Will: The CIA was founded inside these four walls.
Luke: Yes, it was, but back in World War II when they were still the good guys.
I said The Skulls has a silly plot, and it’s in this regard that any potential is quickly dissipated. It doesn’t really have to reveal anything about power, influence or machinations, because it has instead a juvenile murder mystery to side track you, before it devolves even further into crazed car chases and a duel. Yes, a duel! Hitch would have been proud, as he never got to do that for the released version of Topaz.
The essential set up with Luke and Caleb is reasonable, and the initiation, if lacking much imagination, is serviceable. It’s when Luke’s pal Will (Hill Harper) becomes obstreperous at his old chum’s decision to dance with the devil and breaks into the ritual room that things take a turn for Hollywood overkill (the society has been broken into, but not with any known devastating ramifications for the perpetrators).
Will: If it’s secret and elite, it can’t be good.
Will shows up dead, apparently having hanged himself, but we know a tussle with Caleb preceded this; it turns out Caleb only accidentally injured Will – because Caleb maybe a privileged shit, but he’s a good privileged shit deep down – and it was the upper echelons of The Skulls, including dad, who had Will’s neck snapped. From here, there’s only escalation, with estrangement from friend Chloe (Sam Rockwell’s missus Leslie Bibb) and a nosy detective (Steve Harris) casting aspersions. Bugs are discovered everywhere (“None of us are safe!”), and Luke’s attempts to glean justice result in his being sectioned.
Part of the problem here is perhaps that, through dealing with members at inception, there’s no real exploration of the consequences of the pact (hence the Litten and Levritt subplot, but they’re both active conspirators in their way). Mostly, though, The Skulls is opting for sensationalism rather than thoughtfulness at every turn.
One scene I did like finds Luke at the police station, bringing in evidence. The incriminating video tape in his possession is revealed to be blank. He begins railing in paranoia at all those present as complicit (“The Skulls, man! Who do you think is pulling the strings around here?”) It’s suggestive of Glenn Ford’s TV show meltdown in The Brotherhood of the Bell. But ultimately, the movie fails to give the impression of an all-powerful edifice. Instead, it’s one of petty bickering and crazy armed assassins. The senior administrator (Christopher McDonald) is about to shoot Luke in the head after a reckless car chase, only to be shot dead by Harris. Then there’s the duel, in which Caleb shoots his own dad instead of Luke (dad is about to shoot Luke!) before turning the gun on himself (Luke stops him!) It’s all too too silly.
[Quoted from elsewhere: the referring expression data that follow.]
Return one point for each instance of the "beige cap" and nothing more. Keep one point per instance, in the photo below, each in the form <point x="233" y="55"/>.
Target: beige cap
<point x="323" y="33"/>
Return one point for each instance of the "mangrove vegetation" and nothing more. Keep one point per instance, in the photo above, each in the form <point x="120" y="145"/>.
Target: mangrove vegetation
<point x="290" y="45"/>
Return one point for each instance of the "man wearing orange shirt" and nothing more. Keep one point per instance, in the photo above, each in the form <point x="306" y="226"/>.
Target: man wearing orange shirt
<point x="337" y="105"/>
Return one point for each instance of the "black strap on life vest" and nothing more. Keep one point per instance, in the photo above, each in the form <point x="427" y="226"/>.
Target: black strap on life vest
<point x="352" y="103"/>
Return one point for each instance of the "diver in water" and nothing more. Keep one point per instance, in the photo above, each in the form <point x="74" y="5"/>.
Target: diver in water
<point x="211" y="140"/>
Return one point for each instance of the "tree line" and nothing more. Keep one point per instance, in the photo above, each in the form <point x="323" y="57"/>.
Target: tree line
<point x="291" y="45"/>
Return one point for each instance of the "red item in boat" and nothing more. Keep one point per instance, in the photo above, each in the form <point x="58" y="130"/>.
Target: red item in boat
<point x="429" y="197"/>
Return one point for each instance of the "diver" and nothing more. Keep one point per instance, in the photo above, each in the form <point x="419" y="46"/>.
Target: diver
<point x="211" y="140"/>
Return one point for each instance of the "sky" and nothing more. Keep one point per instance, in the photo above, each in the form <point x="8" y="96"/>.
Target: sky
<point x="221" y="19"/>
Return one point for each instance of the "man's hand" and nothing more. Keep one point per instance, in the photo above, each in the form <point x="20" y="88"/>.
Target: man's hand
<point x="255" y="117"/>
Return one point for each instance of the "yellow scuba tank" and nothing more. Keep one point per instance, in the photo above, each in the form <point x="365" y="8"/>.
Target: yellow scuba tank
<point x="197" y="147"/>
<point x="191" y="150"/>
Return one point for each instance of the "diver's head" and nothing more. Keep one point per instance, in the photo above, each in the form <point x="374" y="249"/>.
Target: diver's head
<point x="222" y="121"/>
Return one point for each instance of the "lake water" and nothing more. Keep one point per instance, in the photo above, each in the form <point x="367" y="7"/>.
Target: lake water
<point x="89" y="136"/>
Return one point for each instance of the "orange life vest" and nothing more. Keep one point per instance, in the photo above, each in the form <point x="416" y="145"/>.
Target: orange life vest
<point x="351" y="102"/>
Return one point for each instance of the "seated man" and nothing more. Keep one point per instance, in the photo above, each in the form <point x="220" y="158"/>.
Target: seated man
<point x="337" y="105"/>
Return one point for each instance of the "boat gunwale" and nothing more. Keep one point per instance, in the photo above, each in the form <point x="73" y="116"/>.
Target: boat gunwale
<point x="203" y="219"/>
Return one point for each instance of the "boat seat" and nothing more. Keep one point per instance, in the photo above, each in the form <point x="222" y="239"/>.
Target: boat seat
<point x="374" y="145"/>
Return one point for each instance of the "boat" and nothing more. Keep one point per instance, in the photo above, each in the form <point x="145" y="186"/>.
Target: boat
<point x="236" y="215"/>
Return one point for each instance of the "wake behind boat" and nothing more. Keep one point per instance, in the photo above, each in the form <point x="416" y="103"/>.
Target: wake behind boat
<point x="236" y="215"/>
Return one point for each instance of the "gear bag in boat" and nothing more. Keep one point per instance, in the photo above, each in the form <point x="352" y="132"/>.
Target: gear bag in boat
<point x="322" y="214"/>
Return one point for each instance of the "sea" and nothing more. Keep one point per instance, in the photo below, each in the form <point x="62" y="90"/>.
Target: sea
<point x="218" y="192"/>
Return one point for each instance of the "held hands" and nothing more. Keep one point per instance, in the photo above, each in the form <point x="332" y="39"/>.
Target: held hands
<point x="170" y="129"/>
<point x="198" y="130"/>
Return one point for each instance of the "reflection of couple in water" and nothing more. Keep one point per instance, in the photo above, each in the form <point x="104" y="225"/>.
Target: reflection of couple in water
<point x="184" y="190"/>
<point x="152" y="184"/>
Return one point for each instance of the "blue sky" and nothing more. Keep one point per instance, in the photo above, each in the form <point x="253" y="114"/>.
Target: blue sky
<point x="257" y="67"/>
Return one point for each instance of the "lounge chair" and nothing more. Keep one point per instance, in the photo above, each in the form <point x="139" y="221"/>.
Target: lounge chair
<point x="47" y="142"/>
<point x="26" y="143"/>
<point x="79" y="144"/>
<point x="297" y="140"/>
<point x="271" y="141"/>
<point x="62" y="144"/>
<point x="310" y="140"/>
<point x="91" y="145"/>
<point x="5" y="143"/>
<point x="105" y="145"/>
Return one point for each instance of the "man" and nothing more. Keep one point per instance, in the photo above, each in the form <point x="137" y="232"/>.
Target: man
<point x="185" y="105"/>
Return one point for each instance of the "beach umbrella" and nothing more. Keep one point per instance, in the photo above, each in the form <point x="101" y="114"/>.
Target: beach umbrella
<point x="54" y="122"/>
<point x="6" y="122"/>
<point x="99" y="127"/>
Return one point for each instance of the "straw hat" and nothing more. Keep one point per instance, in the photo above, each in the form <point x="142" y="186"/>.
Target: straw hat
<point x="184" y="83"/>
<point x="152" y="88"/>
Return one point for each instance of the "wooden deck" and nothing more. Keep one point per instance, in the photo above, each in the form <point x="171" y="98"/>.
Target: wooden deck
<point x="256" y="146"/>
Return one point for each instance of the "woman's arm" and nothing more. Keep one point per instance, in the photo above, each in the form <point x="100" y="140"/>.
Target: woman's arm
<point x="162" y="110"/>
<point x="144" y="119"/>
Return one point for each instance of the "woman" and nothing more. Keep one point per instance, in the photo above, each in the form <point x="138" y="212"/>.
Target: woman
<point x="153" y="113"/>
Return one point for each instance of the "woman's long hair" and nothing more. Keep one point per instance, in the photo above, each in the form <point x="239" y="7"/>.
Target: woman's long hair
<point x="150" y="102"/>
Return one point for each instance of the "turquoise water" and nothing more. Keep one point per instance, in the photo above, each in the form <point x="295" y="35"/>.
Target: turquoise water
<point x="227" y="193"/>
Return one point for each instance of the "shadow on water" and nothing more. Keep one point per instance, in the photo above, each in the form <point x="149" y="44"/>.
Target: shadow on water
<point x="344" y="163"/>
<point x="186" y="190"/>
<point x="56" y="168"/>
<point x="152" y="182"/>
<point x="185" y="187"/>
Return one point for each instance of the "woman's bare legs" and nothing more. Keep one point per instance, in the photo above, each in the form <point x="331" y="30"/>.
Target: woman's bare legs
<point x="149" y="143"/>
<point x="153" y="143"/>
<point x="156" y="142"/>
Levritt: We live by the rules. We die by the rules.
You do see The Skulls regularly name checked as evidencing how The Skull and Bones actually is, but all it’s really doing is diminishing the society’s plausibility and making its purported reach deniable. Cohen’s movie was successful enough to spawn a couple of straight-to-video sequels, but if you want a Hollywood take on this subject with some bite, you’d be better off checking out The Brotherhood of the Bell. It’s less glossy and much less OTT, but it carries with it an authentic chill.